Helping McKee analyze the current national situation were panelists J. Stephen Morrison, senior vice president at the Center for Strategic and International Studies, director of its Global Health Policy Center and as of Friday, the James R. Schlesinger Distinguished Professor at the Miller Center; and Margaret Foster Riley, a professor with appointments in UVA’s schools of Law and Medicine and the Frank Batten School of Leadership and Public Policy, focusing on food and drug law, health law, animal law, bioethics, regulation of clinical research and public health law.

Friday’s panelists included, left to right, J. Stephen Morrison, Margaret Foster Riley and Guian McKee. (Contributed photos)
Together, they found reasons for both great concern and enduring optimism. Here are five takeaways from their discussion. (View the full webinar on the Miller Center’s YouTube channel.)
Vaccination Supply and the Defense Production Act
Coming into office, Biden announced a goal of vaccinating 100 million Americans in his first 100 days in office. Riley called this goal “both an ambitious plan and probably an undersell.”
“If we can meet 1 million doses a day, we will meet that goal easily,” she said. Currently, the U.S. is nearing 1 million doses per day; Riley said getting there and staying there will depend on other issues, including the Biden administration’s use of the Defense Production Act and organizations like the Federal Emergency Management Agency or the National Guard to distribute the vaccine.
Riley and Morrison spent a chunk of the hourlong webinar discussing the Defense Production Act, created in 1950 to help the U.S. deal with national security threats – including threats like a pandemic. Essentially, it allows the federal government to require private companies to prioritize the production of certain goods. Both panelists, in addition to crediting the Trump administration’s Operation Warp Speed with bringing an effective vaccine to market quickly, said that the previous administration effectively used the Defense Production Act to avoid shortages of ventilators, as one example.

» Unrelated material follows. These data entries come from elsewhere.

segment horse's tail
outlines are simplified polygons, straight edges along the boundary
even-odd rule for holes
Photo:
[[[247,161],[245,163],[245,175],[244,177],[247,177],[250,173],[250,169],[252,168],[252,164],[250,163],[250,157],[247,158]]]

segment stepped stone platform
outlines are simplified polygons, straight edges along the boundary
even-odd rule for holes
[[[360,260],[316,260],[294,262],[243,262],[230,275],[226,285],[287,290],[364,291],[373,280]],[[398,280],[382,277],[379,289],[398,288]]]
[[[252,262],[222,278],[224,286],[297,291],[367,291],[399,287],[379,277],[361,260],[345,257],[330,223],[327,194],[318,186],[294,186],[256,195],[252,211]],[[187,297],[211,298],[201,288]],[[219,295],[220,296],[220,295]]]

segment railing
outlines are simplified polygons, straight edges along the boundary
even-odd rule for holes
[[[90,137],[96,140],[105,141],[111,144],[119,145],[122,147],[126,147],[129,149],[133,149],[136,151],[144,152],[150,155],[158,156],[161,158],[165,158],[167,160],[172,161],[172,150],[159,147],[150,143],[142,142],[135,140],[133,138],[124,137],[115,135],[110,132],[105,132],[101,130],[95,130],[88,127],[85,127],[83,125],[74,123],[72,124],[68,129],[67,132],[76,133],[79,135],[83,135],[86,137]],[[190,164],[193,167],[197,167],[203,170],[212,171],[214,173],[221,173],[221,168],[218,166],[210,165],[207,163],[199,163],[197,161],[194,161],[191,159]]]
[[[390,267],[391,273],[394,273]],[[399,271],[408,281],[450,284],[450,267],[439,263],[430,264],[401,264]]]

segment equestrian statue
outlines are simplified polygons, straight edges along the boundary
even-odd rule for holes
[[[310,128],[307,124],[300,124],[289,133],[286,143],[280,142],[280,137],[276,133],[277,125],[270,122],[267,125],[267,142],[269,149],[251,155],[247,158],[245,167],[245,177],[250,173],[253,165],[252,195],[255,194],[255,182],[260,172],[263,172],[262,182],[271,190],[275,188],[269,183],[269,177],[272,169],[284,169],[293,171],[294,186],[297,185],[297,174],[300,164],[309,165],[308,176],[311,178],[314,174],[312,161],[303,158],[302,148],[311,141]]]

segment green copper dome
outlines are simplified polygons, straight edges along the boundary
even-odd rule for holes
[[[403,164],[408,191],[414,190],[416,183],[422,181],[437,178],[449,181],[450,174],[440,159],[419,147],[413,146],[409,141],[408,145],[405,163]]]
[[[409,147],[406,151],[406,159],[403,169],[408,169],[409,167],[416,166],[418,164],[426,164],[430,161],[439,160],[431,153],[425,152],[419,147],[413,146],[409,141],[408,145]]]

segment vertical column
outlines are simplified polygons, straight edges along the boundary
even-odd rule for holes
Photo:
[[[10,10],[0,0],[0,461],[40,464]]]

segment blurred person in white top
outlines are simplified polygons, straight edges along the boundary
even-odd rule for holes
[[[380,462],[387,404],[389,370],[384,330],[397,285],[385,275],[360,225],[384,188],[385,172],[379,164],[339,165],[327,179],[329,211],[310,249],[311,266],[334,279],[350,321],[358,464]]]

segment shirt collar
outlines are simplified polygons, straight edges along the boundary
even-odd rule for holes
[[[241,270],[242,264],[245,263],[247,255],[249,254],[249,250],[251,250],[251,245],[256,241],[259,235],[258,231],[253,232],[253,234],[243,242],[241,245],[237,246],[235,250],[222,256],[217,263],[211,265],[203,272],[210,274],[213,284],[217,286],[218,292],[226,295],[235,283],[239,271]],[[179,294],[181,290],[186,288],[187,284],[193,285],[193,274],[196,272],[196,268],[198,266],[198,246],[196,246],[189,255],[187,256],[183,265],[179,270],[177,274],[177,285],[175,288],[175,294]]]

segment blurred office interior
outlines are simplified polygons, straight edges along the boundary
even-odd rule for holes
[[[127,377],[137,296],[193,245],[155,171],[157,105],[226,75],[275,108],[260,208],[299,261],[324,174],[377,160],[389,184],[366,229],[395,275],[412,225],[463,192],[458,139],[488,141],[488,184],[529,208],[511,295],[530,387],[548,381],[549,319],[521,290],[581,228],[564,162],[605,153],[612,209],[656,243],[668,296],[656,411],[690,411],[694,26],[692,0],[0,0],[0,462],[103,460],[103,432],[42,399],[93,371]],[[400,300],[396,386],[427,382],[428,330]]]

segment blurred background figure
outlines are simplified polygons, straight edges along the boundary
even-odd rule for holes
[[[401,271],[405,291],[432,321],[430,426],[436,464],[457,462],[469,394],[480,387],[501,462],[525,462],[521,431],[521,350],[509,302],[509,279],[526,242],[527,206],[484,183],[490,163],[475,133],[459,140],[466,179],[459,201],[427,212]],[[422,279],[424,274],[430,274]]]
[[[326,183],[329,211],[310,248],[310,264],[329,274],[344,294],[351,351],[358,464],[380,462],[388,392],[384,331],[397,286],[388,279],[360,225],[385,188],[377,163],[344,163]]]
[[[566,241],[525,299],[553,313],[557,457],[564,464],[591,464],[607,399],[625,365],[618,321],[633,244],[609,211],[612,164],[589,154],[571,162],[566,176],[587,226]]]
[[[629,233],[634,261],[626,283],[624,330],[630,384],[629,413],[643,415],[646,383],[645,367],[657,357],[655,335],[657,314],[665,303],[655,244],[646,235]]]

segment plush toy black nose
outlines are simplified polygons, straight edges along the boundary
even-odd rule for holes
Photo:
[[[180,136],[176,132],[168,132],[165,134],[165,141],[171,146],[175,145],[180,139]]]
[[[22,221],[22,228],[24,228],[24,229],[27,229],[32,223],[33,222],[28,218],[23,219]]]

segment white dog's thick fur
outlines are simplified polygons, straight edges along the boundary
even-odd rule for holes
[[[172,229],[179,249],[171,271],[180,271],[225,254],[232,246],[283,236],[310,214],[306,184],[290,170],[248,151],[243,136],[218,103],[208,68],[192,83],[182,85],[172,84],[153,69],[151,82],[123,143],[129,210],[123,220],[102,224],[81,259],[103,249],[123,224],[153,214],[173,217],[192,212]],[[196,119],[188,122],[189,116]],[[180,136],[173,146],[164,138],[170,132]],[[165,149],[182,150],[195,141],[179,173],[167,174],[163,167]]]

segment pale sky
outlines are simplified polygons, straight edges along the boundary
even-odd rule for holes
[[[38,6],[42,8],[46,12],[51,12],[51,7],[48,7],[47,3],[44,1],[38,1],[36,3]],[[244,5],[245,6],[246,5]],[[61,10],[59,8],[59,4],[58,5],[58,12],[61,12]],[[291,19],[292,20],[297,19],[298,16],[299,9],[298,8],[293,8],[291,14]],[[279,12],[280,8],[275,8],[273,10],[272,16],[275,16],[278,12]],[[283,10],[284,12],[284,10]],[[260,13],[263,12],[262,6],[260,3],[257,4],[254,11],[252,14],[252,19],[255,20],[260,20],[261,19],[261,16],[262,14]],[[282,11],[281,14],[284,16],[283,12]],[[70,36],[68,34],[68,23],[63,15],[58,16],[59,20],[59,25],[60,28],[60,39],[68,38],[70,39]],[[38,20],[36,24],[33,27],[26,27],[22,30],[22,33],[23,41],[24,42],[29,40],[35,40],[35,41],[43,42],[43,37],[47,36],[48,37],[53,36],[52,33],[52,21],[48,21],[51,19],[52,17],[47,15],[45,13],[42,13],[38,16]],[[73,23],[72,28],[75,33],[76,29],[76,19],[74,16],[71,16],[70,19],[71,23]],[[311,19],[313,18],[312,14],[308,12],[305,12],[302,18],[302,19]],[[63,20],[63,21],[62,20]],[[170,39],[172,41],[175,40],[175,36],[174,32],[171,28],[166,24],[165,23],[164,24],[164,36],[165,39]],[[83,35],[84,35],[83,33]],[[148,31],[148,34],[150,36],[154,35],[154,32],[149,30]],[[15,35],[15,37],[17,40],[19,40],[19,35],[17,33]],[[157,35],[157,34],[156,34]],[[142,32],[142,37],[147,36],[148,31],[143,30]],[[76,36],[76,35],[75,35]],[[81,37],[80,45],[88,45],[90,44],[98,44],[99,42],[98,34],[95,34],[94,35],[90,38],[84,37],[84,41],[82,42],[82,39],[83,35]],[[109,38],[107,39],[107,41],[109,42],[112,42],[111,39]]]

However, both wished it had been used to increase the production of masks, particularly scarce N-95 masks.
Now, the Biden administration has announced plans to use the act to deal with vaccine supply issues, such as glass vials, syringes and other supplies necessary for vaccine production, as well as protective gear and items necessary to make and administer COVID-19 tests.
What is less clear, Morrison said, is if the new administration will use the act to put new demands on vaccine manufacturers Moderna and Pfizer, which are currently falling short of some production targets.
Gap Between Federal, State and Local Governments
Both Morrison and Riley pointed to gaps between federal, state and local governments as a major cause of confusion and delay in the first month of America’s vaccine rollout.
“One of the biggest gaps that has existed is between the federal government and the states. We knew we had to deliver the vaccines to the states, but the infrastructure and guidance from the federal government to the states on how to actually get the vaccine into arms has been lacking,” Riley said.
The shift in administrations, Riley and Morrison said, has brought a shift toward federal authority, as Biden has signed a flurry of executive orders signaling more federal leadership in different areas of the pandemic response, including the vaccine rollout.
“This assumption of national federal responsibility marks a dramatic change from the Trump administration,” which had tended to shift those decisions to the states, Morrison said.
“We did see mayors, governors and others jump in to fill that void, with varying degrees of success and some jerry-rigged solutions,” he said, “but it’s hard to underestimate the level of confusion on the ground.”